The major problem with the first approach is that you have no control over the location of the pathname, as you do with the C library's mkstemp(3) function. For one thing, you never want to put the file on an NFS-mounted filesystem. The O_EXCL flag is not guaranteed to work correctly under NFS, so multiple processes that request an exclusive create at nearly the same time might all succeed. For another, because the path returned is probably in a directory others can write to, someone could plant a symbolic link pointing to a nonexistent file, forcing you to create your file in a location they prefer.[11] If you have any say in it, don't put temp files in a directory that anyone else can write to. If you must, make sure to use the O_EXCL flag to sysopen, and try to use directories with the owner-delete-only flag (the sticky bit) set on them.

[11]A solution to this, which works only under some operating systems, is to call sysopen and OR in the O_NOFOLLOW flag. This makes the function fail if the final component of the path is a symbolic link.

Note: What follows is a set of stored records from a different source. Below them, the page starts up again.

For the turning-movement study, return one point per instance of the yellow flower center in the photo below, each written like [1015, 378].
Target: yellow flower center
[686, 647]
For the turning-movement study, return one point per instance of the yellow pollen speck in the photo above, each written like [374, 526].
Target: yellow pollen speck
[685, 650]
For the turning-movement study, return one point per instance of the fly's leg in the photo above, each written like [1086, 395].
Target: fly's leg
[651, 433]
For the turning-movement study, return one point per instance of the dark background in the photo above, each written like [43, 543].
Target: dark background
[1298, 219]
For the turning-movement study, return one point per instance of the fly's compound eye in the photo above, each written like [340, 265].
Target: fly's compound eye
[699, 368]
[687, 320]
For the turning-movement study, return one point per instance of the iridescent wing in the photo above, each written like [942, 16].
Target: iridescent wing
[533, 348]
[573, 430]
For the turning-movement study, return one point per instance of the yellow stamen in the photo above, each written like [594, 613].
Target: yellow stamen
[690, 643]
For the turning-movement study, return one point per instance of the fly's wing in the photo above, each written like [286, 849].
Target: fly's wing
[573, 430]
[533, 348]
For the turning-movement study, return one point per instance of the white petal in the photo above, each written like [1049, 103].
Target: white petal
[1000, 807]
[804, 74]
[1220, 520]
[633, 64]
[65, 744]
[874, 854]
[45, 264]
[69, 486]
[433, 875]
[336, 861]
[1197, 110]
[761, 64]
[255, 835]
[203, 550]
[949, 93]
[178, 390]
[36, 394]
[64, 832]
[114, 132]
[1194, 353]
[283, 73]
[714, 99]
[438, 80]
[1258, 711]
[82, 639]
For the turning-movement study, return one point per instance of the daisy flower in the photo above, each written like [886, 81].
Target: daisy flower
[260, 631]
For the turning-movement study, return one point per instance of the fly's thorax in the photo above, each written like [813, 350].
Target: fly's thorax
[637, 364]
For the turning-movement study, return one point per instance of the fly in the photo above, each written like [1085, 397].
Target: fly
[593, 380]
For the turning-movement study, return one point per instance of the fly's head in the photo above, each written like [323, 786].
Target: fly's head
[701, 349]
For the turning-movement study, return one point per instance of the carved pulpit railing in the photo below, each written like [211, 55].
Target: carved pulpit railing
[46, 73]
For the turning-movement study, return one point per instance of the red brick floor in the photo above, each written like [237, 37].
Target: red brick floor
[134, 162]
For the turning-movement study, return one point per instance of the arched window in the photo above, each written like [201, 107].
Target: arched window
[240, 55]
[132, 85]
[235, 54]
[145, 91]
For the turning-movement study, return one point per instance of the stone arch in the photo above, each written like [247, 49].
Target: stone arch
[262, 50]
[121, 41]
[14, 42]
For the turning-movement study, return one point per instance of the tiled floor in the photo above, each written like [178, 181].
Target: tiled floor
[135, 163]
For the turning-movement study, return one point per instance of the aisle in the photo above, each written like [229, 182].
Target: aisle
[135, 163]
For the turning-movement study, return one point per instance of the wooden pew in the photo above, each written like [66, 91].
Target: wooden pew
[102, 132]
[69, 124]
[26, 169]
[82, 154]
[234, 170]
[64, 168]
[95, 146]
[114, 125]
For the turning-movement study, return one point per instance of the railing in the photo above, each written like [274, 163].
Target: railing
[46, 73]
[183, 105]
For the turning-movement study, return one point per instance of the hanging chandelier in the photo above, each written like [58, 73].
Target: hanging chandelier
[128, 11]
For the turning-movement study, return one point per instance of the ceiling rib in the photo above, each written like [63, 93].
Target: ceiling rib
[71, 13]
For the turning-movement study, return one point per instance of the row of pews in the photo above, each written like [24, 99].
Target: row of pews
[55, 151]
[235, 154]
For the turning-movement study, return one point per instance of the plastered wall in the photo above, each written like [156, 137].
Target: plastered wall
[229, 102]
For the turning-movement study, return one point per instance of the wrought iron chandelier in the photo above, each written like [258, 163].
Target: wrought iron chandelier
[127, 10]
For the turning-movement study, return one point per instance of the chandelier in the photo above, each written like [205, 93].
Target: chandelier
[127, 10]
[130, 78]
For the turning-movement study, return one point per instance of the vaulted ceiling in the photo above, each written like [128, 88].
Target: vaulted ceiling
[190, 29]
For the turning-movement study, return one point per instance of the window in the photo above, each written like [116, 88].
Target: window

As of version 5.6.1 of Perl, there is a third way. The standard File::Temp module takes into account all the difficulties we've mentioned. You might use the default options like this:

use File::Temp "tempfile";
$handle = tempfile();

Or you might specify some of the options like this:

use File::Temp "tempfile";
($handle, $filename) = tempfile("plughXXXXXX",
                                DIR => "/var/spool/adventure",
                                SUFFIX = '.dat');

The File::Temp module also provides security-conscious emulations of the other functions we've mentioned (though the native interface is better because it gives you an opened filehandle, not just a filename, which is subject to race conditions). See Chapter 32, "Standard Modules", for a longer description of the options and semantics of this module.

Once you have your filehandle, you can do whatever you want with it. It's open for both reading and writing, so you can write to the handle, seek back to the beginning, and then if you want, overwrite what you'd just put there or read it back again. The thing you really, really want to avoid doing is ever opening that filename again, because you can't know for sure that it's really the same file you opened the first time around.[12]

[12] Except afterwards by doing a stat on both filehandles and comparing the first two return values of each (the device/inode pair). But it's too late by then because the damage is already done. All you can do is detect the damage and abort (and maybe sneakily send email to the system administrator).

When you launch another program from within your script, Perl normally closes all filehandles for you to avoid another vulnerability. If you use fcntl to clear your close-on-exec flag (as demonstrated at the end of the entry on open in Chapter 29, "Functions"), other programs you call will inherit this new, open file descriptor. On systems that support the /dev/fd/ directory, you could provide another program with a filename that really means the file descriptor by constructing it this way:

$virtname = "/dev/fd/" . fileno(TMP);
If you only needed to call a Perl subroutine or program that's expecting a filename as an argument, and you knew that subroutine or program used regular open for it, you could pass the handle using Perl's notation for indicating a filehandle:
$virtname = "=&" . fileno(TMP);
When that file "name" is passed with a regular Perl open of one or two arguments (not three, which would dispel this useful magic), you gain access to the duplicated descriptor. In some ways, this is more portable than passing a file from /dev/fd/, because it works everywhere that Perl works; not all systems have a /dev/fd/ directory. On the other hand, the special Perl open syntax for accessing file descriptors by number works only with Perl programs, not with programs written in other languages.